TEHRAN -- Iran, which has one of the highest death tolls and numbers of infections related to COVID-19 in the world, expressed skepticism Tuesday (August 18) about the Kremlin's claims to have produced a safe coronavirus vaccine.
The Russian regime said on August 11 that it had developed the world's first vaccine offering "sustainable immunity" against COVID-19 and was in the final stage of human trials.
Health scientists and medical analysts around the world sounded the alarm about these claims, with many suggesting the unproven, untested drug may be in fact more dangerous than COVID-19.
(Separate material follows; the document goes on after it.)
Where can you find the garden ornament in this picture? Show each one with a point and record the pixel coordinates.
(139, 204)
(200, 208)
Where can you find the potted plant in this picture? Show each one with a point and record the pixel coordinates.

Iran has struggled to contain the Middle East's worst outbreak of the virus since announcing its first cases in February, but the crisis has not compelled its leaders to endanger Iranians by testing a rushed vaccine.
"We are waiting for the international community, including the World Health Organization, (before) we buy the vaccine from Russia," said Alireza Zali, a member of Iran's anti-COVID-19 taskforce.
"In order for the vaccine to be used, genuine and independent organisations such as the World Health Organization must comment on it and approve it, which has not happened yet," he told a news conference in Tehran.
The state-run Gamaleya institute, which produced the Russian vaccine, came under fire after researchers and its director injected themselves with the prototype several months ago, with specialists criticising the move as an unorthodox and rushed way of starting human trials.
Observers have previously raised concerns that Russian researchers cut corners and came under pressure from authorities to deliver.
"The collateral damage from release of any vaccine that was less than safe and effective could exacerbate our current problems insurmountably," said Danny Altmann, an immunologist at Imperial College London.
The Kremlin has a number of reasons to risk pushing out a dangerous or ineffective "vaccine" in an effort to be first.
President Vladimir Putin's popularity in Russia has plummeted in recent years because of the ongoing collapse of its economy and his missteps on the world stage. Claims to have the much coveted vaccine may represent Putin's latest political stunt, say observers.